Discussion in 'ML-Agents' started by m4l4, Sep 20, 2020.

  1. m4l4

    m4l4

    Joined:
    Jul 28, 2020
    Posts:
    81
    Hi everyone, after completing my car race minigame, i'm starting to train the agent to drive on the track.
    I'm quite new to the training algorithms so i'm doing my best to understand differences and properties.
    made some different track to avoid overfitting on the same level over and over.
    At first i've tried with PPO, it took 1 million steps to see the car moving for the first time, but once the agent started making some points (forward velocity = reward, if on track), every car (1*track, 6 total) slowly started moving and making progress. some of them even managed to complete the track 3-4 time before flipping on a side and EndEpisode. after another 1.5 million steps, the agent started braking after the first turn on every track, without ever recovering.
    I've read that SAC should be better for continuous control problems like this one.
    Switched to SAC, and another weird behavior emerged.
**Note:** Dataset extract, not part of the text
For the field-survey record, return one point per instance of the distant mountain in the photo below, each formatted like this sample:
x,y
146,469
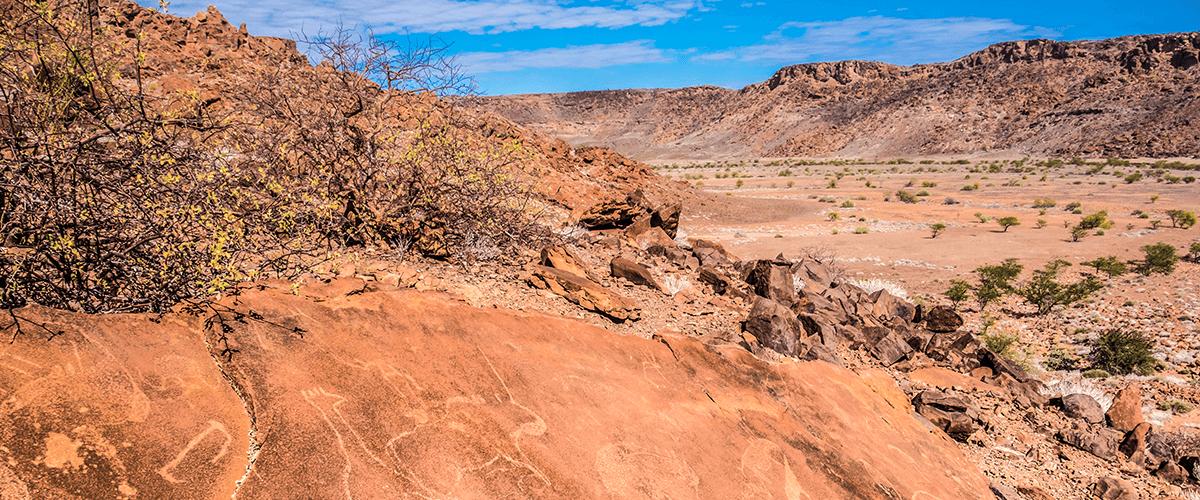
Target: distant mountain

After the usual million steps, the agent starts understanding how to use brake and throttle pedals. Problem is... only 3 out of 6 cars started improving, the other, just kept steering in place. now i'm at 4.5 million steps and nothing has changed. 3 cars are able to reach half of their track, the other 3 never moved. Tried this twice, and i got the same results, 3 move, 3 don't, but they are not the same car as the previous run....

    How could it be? have you ever experienced something like that? it's a single brain for 6 agents, why are the behaving so differently?